3. Tenang dengan takdir Allah Subhanahu wata’ala
Fitrah
manusia memang selalu tertarik dengan lawan jenisnya, keinginan untuk
menyalurkan ketertarikan kepada lawan jenis adalah sesuatu yang
manusiawi. Namun jangan sampai hal ini membuat kita menempuh jala yang
dilarang Allah Subhanahu wata’ala.

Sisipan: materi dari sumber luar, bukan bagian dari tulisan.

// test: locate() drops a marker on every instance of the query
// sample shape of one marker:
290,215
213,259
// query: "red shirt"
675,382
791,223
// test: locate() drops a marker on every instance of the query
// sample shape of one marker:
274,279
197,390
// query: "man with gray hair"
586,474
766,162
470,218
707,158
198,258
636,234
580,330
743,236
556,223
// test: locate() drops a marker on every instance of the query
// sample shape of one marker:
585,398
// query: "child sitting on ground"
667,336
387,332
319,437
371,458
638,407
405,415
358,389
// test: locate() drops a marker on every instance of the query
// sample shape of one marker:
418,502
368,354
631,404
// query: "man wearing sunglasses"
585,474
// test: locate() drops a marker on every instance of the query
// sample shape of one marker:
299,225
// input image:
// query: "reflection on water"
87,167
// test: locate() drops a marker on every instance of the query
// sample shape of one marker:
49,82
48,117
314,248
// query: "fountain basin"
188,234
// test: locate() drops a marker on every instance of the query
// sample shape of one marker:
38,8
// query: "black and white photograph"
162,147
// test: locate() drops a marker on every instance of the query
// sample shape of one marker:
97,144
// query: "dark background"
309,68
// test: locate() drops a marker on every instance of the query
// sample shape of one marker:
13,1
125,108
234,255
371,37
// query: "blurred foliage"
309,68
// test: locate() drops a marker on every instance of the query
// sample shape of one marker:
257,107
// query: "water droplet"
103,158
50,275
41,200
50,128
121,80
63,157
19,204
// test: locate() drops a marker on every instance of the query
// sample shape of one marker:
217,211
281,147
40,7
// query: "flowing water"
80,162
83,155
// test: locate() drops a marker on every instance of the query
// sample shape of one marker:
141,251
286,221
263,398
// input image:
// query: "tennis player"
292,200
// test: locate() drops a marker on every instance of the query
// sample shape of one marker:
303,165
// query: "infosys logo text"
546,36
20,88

Yakinlah dengan takdir Allah
Subhanahu wata’ala, bahwa masa-masa itu akan datang (pernikahan).
Rasulullah
Shallallahu 'alaihi wa sallam bersabda, “Allah telah menulis (di Lauhu
Mahfuzh) segenap takdir makhluk 50.000 TAHUN sebelum Ia menciptakan
langit dan bumi” (HR. Muslim)
Ibnu Umar berkata, "Demi Alah yang
jiwa Ibnu Umar berada di tanganNya. Seandainya salah seorang dari mereka
memiliki emas sebesar gunung Uhud lalu dia infakkan di jalan Allah,
tidak akan diterima oleh Allah sebelum ia beriman kepada qadar/takdir."
4. Banyak-banyak melakukan amalan sholih
Gunakan
setiap waktu yang diberikan oleh Allah Subhanahu wata’ala dengan
memperbanyak amalan sholih yang sesuai. Misalnya puasa sunnah, sholat
malam, menghafal Al-Qur’an, birrul walidayn, dsb. Kesibukan dalam hal
kebaikan ini akan memupus keinginan hati terhadap hal-hal yang dimurkai
oleh Allah Subhanahu wata’ala.
5. Gunakan waktu dengan sehebat mungkin
Jangan
sampai waktu yang ada kita gunakan untuk hal-hal yang tidak bermanfaat
bagi dunia dan akhirat kita, waktu luang yang tidak dimanfaatkan dengan
baik merupakan penyakit berbahaya bagi pemikiran, akal dan badan.
6. Jauhi tontonan, bacaan dan hal-hal yang mendorong untuk berpacaran (termasuk di FACEBOOK)
Hati
manusia itu lemah, bila dorongan untuk melakukan maksiat begitu besar
maka seseorang akan mudah terpengaruh dalam perbuatan maksiat, dorongan
itu bisa berasal dari tontonan, bacaan, lingkungan, yang dorongan tadi
mesti ditepis jauh-jauh dengan menghindari sebab disisi lain,
sepantasnya kita berusaha untuk mencari bacaan, tontonan dan lingkungan
yang mendorong kita untuk semakin taat kepada Allah Subhanahu wata’ala.